Mit Interesse, weil die mediale Resonanz nicht nur die Redaktionen, sondern vor allem die Leser selbst stark zu bewegen scheint. Mit Verwunderung, da uns der Anlass an sich irritiert. Die Gestaltung des Brandenburger Adlers als Symbol und verfassungsrechtlich festgelegtes Hoheitszeichen und Wappenbild des Landes Brandenburg, zumal in der wohl denkbar bedeutsamsten öffentlichen Darstellung an der Stirnwand des Landtagsplenarsaales, erscheint grundsätzlich nicht verhandelbar. Staatliche Hoheitszeichen bilden nach unserer Auffassung eine ebensolche Grenze für die künstlerische Freiheit, wie beispielsweise die baurechtlichen Vorschriften für die Fantasie des Architekten. Diese Grenzen sind rechtlich wie tatsächlich nicht ohne Grund zu ziehen.

Ein Hoheitszeichen dient per definitionem der Symbolisierung hoheitlichen Handelns. Wo, wenn nicht in der Tätigkeit des Landtages, kann dies deutlicher der Fall sein. Kein Notar, kein Vermesser, keine Behörde hat die Freiheit, die berechtigt getragenen staatlichen Hoheitszeichen etwa im Stile ihres Geschmacks oder ihrer Firmenfarben zu verändern, weil ihr Sinn damit hinfällig würde. Es gibt eben nur den in der Verfassung definierten einen Brandenburger Adler. Jede andere Gestaltung ist eben nur irgendein Adler, schlimmstenfalls sogar ein definiert anderer – hier ganz konkret das staatliche Hoheitszeichen der Republik Polen.
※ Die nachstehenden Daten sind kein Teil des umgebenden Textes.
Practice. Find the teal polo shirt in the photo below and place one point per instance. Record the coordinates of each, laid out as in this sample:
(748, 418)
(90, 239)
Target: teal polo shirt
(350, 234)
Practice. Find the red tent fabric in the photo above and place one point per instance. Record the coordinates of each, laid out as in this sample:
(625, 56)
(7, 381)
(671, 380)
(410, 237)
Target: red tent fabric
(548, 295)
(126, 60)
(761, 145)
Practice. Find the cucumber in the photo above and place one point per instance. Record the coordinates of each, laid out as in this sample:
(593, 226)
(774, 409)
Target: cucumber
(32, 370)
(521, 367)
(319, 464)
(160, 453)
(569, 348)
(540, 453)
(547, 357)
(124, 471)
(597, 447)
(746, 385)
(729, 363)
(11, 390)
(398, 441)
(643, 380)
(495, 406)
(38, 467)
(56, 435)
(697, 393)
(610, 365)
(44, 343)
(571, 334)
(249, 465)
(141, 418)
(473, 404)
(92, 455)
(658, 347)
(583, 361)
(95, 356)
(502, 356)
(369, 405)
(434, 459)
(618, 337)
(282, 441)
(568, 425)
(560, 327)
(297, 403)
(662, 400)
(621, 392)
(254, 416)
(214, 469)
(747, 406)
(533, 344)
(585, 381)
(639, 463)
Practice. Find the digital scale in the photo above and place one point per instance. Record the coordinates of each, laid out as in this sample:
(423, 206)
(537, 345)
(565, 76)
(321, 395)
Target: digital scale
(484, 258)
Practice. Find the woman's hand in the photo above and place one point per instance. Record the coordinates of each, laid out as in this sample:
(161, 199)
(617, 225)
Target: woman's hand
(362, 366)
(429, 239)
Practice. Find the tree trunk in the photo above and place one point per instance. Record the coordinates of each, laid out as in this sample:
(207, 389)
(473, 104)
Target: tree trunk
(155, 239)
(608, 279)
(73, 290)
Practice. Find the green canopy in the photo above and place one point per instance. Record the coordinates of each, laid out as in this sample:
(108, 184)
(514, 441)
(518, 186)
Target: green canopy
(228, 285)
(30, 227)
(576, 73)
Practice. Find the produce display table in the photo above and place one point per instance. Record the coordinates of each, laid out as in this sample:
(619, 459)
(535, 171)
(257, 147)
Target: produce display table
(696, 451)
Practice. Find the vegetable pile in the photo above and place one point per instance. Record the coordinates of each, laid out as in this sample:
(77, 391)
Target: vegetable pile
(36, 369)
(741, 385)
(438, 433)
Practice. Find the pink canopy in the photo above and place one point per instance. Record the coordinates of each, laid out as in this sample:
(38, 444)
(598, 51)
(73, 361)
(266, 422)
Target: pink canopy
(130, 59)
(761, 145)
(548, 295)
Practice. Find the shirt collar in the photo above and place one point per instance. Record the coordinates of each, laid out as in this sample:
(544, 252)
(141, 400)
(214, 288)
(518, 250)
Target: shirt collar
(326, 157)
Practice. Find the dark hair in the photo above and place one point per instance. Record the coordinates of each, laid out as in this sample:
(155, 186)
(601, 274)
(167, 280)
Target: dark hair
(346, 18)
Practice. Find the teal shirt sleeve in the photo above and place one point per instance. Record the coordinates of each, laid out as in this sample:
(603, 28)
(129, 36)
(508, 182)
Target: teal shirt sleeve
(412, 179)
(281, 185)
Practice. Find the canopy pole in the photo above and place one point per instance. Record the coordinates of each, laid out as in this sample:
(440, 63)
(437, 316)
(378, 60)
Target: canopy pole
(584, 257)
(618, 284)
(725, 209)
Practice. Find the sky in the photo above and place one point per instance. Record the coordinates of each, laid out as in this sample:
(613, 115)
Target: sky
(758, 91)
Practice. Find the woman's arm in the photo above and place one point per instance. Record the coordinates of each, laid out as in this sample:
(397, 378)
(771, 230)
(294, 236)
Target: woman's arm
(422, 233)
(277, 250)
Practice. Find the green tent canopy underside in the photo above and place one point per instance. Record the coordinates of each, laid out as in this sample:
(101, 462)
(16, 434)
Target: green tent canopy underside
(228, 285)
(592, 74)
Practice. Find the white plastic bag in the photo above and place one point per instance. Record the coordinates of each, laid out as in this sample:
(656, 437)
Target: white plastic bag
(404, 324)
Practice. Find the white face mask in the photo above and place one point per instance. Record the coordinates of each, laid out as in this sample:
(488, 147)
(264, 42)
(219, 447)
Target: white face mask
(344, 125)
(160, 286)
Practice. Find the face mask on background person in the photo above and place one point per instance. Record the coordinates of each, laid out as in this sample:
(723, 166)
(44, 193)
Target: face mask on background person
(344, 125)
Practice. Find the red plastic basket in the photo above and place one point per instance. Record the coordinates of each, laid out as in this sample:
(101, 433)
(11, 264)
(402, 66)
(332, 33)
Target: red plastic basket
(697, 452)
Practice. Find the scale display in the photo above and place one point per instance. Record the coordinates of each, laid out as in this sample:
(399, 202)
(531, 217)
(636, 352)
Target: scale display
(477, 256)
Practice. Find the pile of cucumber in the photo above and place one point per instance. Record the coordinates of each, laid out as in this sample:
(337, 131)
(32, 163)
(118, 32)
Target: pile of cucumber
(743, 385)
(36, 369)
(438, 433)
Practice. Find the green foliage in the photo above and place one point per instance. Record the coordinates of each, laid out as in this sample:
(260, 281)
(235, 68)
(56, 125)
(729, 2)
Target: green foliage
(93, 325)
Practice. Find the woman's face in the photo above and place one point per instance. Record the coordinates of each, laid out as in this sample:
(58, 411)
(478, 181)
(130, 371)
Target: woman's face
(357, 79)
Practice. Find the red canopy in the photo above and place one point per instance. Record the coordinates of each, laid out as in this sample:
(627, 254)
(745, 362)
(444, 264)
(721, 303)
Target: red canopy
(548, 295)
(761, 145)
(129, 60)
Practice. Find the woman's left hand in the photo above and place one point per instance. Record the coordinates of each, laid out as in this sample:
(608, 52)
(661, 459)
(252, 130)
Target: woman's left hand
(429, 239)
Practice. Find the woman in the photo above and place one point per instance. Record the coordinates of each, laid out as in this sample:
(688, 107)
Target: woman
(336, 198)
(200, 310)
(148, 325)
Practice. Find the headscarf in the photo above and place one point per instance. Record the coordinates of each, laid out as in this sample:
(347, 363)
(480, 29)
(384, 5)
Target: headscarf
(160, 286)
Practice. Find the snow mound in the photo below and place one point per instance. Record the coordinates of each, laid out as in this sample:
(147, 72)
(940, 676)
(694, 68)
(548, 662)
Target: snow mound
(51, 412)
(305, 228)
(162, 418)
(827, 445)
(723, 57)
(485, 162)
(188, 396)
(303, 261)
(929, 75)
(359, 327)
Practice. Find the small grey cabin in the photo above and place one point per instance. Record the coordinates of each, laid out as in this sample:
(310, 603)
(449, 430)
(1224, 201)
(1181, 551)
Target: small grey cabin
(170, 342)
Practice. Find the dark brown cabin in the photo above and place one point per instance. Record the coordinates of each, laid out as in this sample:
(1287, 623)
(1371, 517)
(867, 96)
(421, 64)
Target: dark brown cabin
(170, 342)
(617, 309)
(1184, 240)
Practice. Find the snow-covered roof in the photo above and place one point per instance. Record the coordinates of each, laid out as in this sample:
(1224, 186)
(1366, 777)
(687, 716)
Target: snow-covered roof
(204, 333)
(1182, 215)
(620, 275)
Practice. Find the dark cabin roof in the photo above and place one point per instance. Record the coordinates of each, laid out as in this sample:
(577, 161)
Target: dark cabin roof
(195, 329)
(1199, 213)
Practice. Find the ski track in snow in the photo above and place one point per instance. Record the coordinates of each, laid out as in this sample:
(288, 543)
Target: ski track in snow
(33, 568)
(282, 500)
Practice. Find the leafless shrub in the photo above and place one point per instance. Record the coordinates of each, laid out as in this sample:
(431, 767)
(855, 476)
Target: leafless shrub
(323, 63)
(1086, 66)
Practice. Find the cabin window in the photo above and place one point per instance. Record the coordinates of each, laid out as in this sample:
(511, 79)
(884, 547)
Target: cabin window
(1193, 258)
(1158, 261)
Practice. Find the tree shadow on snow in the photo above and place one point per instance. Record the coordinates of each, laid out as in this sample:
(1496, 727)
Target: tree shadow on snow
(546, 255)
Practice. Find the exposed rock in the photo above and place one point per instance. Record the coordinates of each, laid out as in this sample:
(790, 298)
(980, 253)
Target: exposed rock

Schlimmer noch, der „weiße Adler auf weißen Grund“ ist schlicht ein landläufiges Witzsymbol – für die ostfriesische Landesfahne.

Sie selbst, Herr Landtagspräsident, haben sich in den Medien kritisch zu dieser Problematik geäußert. Ich fordere sie daher auf, sich aktiv für eine Revidierung der getroffenen Entscheidung des Landtagspräsidiums einzusetzen und so einen nicht unerheblichen Schaden für das Ansehen des Landes und seine Rechtskultur abzuwenden.